Pero ciertamente, la felicidad sólo se encuentra cerca de Dios. Y es este Dios maravilloso el que hace miles de años nos advirtió que la felicidad no es un estado momentáneo de alegría sino estilo de vida permanente basado en el amor hacia los demás.

Hoy Dios, nos lo recuerda por medio de una niña de 8 años, que a pesar de tener una vida que nadie querría tener, es feliz y el motivo de su felicidad es el amor que siente hacia los demás.



Aracely tiene 8 años pero parece de 80. Vive con sus padres y sus seis hermanos en Puente Piedra, a dos horas del hospital de la Solidaridad, donde semanalmente acude a hacerse sus chequeos médicos por la extraña y terrible enfermedad que padece, la progeria.

Con cataratas, artritis y demás enfermedades propias de las personas de la tercera edad, Aracely Díaz parece no ser consciente de todo eso y le sonríe a la vida.

En el último reportaje emitido por el programa de TV “Panaroma”, la pequeña dio una enternecedora lección de vida al dar a conocer las razones por las que una persona podría sentirse feliz.

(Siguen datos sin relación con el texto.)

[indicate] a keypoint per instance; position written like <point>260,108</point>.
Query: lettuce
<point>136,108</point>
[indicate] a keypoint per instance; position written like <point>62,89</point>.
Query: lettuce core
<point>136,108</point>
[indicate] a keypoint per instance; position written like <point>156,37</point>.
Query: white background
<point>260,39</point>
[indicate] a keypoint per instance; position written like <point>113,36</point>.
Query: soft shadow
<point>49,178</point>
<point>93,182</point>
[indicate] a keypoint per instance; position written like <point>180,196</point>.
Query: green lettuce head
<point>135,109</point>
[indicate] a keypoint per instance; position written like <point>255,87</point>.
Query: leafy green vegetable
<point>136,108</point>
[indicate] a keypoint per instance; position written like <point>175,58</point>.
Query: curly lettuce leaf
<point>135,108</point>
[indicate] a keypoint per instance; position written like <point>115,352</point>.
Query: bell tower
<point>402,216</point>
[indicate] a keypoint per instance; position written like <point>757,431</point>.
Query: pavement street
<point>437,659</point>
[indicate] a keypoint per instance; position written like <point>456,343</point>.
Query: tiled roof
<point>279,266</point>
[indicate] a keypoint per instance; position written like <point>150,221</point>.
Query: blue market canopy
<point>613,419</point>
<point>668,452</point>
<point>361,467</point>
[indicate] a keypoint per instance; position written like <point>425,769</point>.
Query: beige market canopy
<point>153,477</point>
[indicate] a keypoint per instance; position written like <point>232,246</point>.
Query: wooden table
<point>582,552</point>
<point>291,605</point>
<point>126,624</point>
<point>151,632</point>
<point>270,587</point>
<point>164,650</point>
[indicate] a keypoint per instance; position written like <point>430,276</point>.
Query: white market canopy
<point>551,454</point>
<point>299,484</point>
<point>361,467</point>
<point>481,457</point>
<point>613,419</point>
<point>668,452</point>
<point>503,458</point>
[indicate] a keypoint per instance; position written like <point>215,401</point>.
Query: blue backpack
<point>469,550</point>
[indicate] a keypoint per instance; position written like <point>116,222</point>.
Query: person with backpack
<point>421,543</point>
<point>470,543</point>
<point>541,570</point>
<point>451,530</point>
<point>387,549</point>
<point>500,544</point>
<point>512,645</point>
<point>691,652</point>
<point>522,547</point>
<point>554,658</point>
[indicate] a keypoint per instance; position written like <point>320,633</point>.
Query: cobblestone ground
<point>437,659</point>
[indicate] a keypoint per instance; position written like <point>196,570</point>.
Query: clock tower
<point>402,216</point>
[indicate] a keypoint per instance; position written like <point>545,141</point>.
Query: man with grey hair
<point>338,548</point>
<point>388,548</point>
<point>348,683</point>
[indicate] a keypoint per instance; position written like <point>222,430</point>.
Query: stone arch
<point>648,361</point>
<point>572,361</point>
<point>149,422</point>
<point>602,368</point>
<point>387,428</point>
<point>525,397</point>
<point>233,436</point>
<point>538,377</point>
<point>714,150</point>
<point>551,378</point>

Razones sencillas como las de ella: “Amo a mis hermanos, amo a mi mamá”.

El amor de Aracely hacia sus padres y hermanos hace que pueda sonreír pese a los dolores que padece y pese a que la gente la mira extrañada por las calles.

La progeria es la mutación de un gen ubicado en el cromosoma 1, encargado de la codificación de una glicoproteína llamada progerina, una proteína crucial para la conformación normal del tejido conectivo.

Todavía no existe tratamiento contra esta enfermedad y según se conoce, las personas que padecen este mal viven entre 10 y 19 años.

Que Dios la bendiga.

Deseo que Dios me ayude a alcanzar la madurez intelectual y espiritual de este ángel.